Does ChatGPT replace programmers or add buffs to programmers?
In the past two weeks, AI news has followed one after another. On March 23, Google opened the long-beta AI conversation service Bard. Google emphasized that this is a product positioned as a source of creativity for users, which can generate writing drafts or Chatbots in your life. As early as a week ago, in the early morning of March 15, OpenAi released an upgraded model GPT-4 four months after the release of GPT-3.5. According to the press conference, GPT-4 can support image input, role-playing, and stronger writing skills . Immediately after March 16, Baidu released Wenxin Yiyan, which has five functions: literary creation, commercial copywriting creation, mathematical logic calculation, Chinese understanding, and multi-modal generation.
With the successive releases of AI products by major manufacturers in recent days, the topic of replacing artificial intelligence with AI continues to ferment. Will AI greatly liberate human productivity or will it impact a large number of occupations?
Bloggers are currently outputting WebRTC-related technical blogs, so why not ask AI to see what insights he has.
Like most people, bloggers have not yet obtained the internal test qualification for Bard and Wen Xinyiyan. Knowing that NewBing uses the GPT-4 model, let’s ask GPT-3.5 and Newbing (GPT-4) questions about which QOS technologies WebRTC uses to improve the quality of audio and video calls , and see the differences in their answers.
As shown in the figure below, GPT-3.5 and GPT-4 cannot be troubled by technical science issues. I will continue to dig deeper on this issue and ask them to give examples:
NewBing(GPT-4)
Results given by GPT-3.5
NewBing (GPT-4) directly gives specific operation examples
The results given by GPT-3.5 (somewhat vague)
GPT-4 and GPT-3.5 comparison conclusion
Through experiments, we compare the responses of two versions of the same question. In ordinary text processing, the difference between GPT-4 and GPT-3.5 may be relatively small, but when the problem is specific and complex enough, GPT-4 will be more accurate and creative than GPT-3.5, and it can handle more complex problems of users. Subtle instructions.
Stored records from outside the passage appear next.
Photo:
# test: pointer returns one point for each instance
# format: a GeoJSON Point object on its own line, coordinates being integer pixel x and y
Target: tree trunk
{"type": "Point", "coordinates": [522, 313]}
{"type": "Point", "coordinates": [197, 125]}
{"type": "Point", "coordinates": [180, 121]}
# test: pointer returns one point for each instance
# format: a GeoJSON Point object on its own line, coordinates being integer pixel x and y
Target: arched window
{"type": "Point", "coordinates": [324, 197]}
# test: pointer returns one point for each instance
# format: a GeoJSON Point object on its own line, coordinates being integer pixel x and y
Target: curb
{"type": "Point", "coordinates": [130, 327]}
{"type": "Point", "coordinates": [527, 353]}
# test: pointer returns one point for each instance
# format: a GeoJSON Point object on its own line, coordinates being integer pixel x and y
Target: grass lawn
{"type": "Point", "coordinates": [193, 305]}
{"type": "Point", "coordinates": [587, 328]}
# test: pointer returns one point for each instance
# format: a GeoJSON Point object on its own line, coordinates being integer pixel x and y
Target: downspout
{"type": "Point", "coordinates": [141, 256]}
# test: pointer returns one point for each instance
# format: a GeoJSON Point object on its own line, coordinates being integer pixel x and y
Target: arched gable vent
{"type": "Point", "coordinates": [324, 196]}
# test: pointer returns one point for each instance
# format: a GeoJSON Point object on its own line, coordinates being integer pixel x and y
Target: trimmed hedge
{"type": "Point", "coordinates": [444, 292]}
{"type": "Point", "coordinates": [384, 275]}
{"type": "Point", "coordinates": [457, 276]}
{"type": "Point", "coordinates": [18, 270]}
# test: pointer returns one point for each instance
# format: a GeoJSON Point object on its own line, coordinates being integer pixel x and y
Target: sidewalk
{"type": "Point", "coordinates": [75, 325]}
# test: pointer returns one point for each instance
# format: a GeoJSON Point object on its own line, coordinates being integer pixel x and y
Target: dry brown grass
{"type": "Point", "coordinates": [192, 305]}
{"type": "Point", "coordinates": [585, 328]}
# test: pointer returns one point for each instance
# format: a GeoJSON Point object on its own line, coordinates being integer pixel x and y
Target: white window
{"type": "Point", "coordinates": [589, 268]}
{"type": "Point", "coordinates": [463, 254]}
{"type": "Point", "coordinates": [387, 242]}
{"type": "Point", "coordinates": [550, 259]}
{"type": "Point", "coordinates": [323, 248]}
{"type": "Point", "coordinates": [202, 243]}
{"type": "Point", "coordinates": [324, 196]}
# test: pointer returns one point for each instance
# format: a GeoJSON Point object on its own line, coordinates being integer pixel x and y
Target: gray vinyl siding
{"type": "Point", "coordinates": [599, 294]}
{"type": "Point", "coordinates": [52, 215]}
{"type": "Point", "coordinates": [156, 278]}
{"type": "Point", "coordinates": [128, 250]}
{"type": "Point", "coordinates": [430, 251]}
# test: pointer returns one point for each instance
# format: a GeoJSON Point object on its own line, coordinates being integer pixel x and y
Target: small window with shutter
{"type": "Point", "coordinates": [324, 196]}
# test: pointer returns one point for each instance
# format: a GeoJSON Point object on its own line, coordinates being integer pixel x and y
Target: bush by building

Of course, the content of this article is not to discuss the specific differences between GPT-3.5 and GPT-4, but how programmers use ChatGPT to improve work efficiency and add the strongest Buff. Next, I will share " How WebRTC's QOS Improves Audio and Video Quality" for audio and video developers based on my personal development experience .
Overview of WebRTC Technology
WebRTC improves the quality of audio and video calls through a series of QOS technologies: anti-packet loss strategy (NACK, FEC), congestion control strategy (TWCC/REMB), SVC or multi-track, video quality adaptive strategy, Pacer, JitterBuffer, etc.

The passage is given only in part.